There are several technology tools used to efficiently collect and manage data, these tools are: Kobo Collect, Microsoft Excel, Power BI, and a local mobile application. Kobo Collect is used to design data collection surveys and collect beneficiary data, and store that data in the Kobo Collect account. Microsoft Excel is used for data cleaning, aggregation as well as reporting (using Pivot Tables and similar Excel features). Power BI is used for data and trends monitoring purposes over time, such as the monitoring of assessments, baselines, and changes on indicators. The Mobile App is an offline tool used to verify the identity of the beneficiaries during distribution. The team downloads the beneficiary information and pictures to the application and then use it to verify the identity of each beneficiary household before giving them their allocated aid. Local Hard Drives and Google Drive are used for securely and safely storing and backing up the beneficiary information.

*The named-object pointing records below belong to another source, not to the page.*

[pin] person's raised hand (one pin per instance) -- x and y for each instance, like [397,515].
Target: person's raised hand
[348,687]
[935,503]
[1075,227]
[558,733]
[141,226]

Data protection law compliance requirements

The organizations are required to comply with the Nigerian Law on Data Protection (more on that later) as well as the GDPR. The organizations are not only committed to compliance with these regulations, but they also take extra measures to ensure the safety and security of their beneficiaries; among (but not limited to) the measures adopted for compliance are the following:

The beneficiaries’ consent is obtained by the field teams, prior to collecting their information. Also, consent is obtained specifically for taking family pictures. Beneficiaries that aren’t comfortable with their pictures being taken can choose not to have it captured.
No personal data is shared publicly or with external third parties; only aggregates are shared on a need-to-know basis, and these aggregates do not contain any personally identifiable information. The teams double check aggregates before sharing with external institutions.
All teams undergo training on how to handle and process beneficiary data, ensuring that this data is always stored securely and safely and that breaches are avoided.
Access to beneficiary information is restricted, and only certain individuals have access to it and for specific purposes and uses.
Data collection survey questions are reviewed and double checked before use to ensure that there are no unnecessary questions (for information that isn’t needed) being asked, specifically about sensitive information that may put beneficiaries in danger. Further, beneficiaries always have the right not to provide answers to questions.
Beneficiaries have access to the data that is collected about them, and they can, at any time, request access to that data, or request that this data is deleted.

What this means for the use of the system

These findings will be considered when designing and configuring the GeniusChain UID Platform for duplication detection. The findings demonstrate that the UID platform already accommodates the needs of the Nigerian context, from a technical perspective; which means that no technical changes are required at the moment.